Chapter 7 and Chapter 13 of the bankruptcy code have given millions of people the financial freedom they needed to get on with their lives without a crushing debt load. There seems to be a lot of confusion regarding which chapter is right for who, so I’ve written this post as a quick reference for anyone who cares to know.
Chapter 7
Chapter 7 is often referred to as a “complete liquidation”, but this is not entirely accurate. The bankruptcy code provides that debtors are able to save certain property according to certain state law exemptions. What this means is that Georgia state law allows you to prevent certain property from being liquidated to pay off yours creditors.  The Chapter 7 Trustee is the individual tasked with administering your case and liquidating whatever non-exempt assets you have to pay off your creditors.
The Chapter 7 Trustee makes money by receiving a percentage of whatever value of the property he or she distributes to your creditors, so there is definitely an incentive for him to sell your assets; however, the three things that trustees really looks for are cash or cash equivalents (stocks, gold, etc.), real estate, and luxury cars.  Jewelry is often worth much less than you think, and the liquidation value of your household goods, including that sofa you paid five grand for, is virtually nothing.  I have had clients making in excess of $200,000 per year able to exempt everything they owned from the reach of the trustee.
Chapter 7 will wipe out any unsecured debt, with the exception of a few non-dischargeable debts such as child support, criminal fines, and debt incurred through fraud,  just to name a few.  What Chapter 7 cannot do for you is save your home from a foreclosure or your car from repossession.  Your car lender and mortgage holder have what is called a “security interest” or “lien” on your property.  This means that if you fail to pay them, they can sell your property to recover some of the money you owe.  After you file bankruptcy, creditors can no longer collect against you personally for any amount you owe, though the lien that attaches to your house or car will survive bankruptcy.  If you file Chapter 7 to stop a foreclosure, the lender will simply ask the court to lift the automatic stay and foreclose on your home a few months down the road.

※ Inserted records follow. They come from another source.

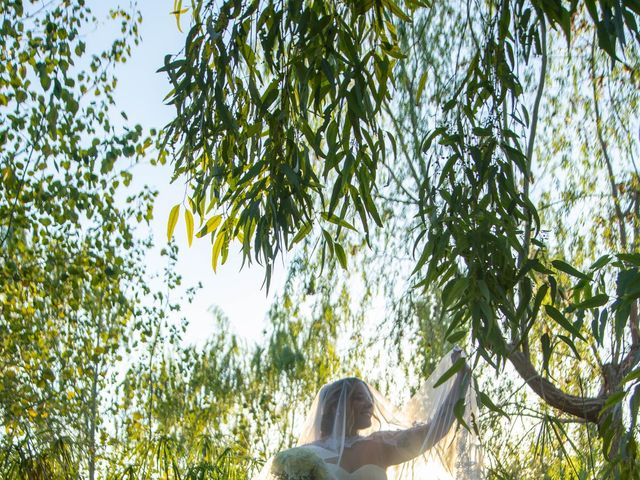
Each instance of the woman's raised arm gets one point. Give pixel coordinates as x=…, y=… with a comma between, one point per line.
x=402, y=446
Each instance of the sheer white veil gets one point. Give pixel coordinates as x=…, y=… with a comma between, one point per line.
x=423, y=436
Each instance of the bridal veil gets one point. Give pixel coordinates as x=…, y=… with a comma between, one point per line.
x=423, y=438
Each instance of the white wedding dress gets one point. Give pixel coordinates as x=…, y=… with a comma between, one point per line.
x=423, y=437
x=366, y=472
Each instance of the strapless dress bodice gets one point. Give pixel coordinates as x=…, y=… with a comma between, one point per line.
x=366, y=472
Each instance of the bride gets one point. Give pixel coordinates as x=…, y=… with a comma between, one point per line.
x=353, y=433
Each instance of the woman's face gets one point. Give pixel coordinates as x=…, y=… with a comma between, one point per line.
x=361, y=406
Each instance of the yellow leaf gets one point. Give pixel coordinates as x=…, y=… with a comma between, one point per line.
x=217, y=247
x=173, y=219
x=210, y=226
x=177, y=11
x=188, y=217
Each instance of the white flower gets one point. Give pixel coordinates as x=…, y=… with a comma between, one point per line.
x=299, y=464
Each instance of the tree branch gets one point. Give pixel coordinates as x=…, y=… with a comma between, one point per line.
x=586, y=408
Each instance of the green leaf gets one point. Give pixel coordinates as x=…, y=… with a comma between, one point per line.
x=330, y=217
x=210, y=226
x=631, y=376
x=593, y=302
x=486, y=401
x=421, y=85
x=566, y=268
x=188, y=217
x=303, y=232
x=173, y=219
x=342, y=257
x=562, y=321
x=456, y=367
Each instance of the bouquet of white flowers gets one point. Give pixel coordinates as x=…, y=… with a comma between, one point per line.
x=299, y=464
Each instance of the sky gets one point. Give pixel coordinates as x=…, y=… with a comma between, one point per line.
x=238, y=292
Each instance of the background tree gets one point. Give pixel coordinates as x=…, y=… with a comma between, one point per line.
x=70, y=263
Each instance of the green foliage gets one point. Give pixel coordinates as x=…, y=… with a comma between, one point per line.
x=69, y=257
x=461, y=188
x=274, y=100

 If you make more than the median income for a family of your size in Georgia, you may not qualify to file a Chapter 7.  In 2005, Congress passed the Bankruptcy Abuse Prevention and Consumer Protection Act (BAPCPA) that does “not a damn thing” to protect the consumer.  It is very creditor friendly, and one part of this act is the requirement that all consumer debtors pass the “Means Test” in order to file Chapter 7.  If you make more than the median income (around $50,000 for a family of two), you presumptively fail the Means Test, though this presumption can be overcome with the help of a bankruptcy attorney who can find the right deductions to help higher income individuals pass the means test.
Chapter 13
Chapter 13 is the chapter to file if you want to keep all of your assets without worrying about a trustee attemping to sell them.  In a Chapter 13 bankruptcy, you will be given the option to pay back a portion of your debts (based on several factors that go beyond the scope of this article) over a 3-5 year period. One of the biggest advantages to filing a Chapter 13 bankruptcy is the ability to “strip-off” a second mortgage on your property if the first mortgage is worth more than the value of your home.  For instance, if your residence is worth $100,000 and you owe $120,000 on your first mortgage, there is no equity, or value, for the second mortgage to attach.  As a result, the second mortgage is wiped out and treated the same as any other unsecured debt, such as your credit cards and medical bills.
Just like Chapter 7, most debts are wiped out, though you will receive your discharge at the end of your payment period rather than a few months down the road as in Chapter 7.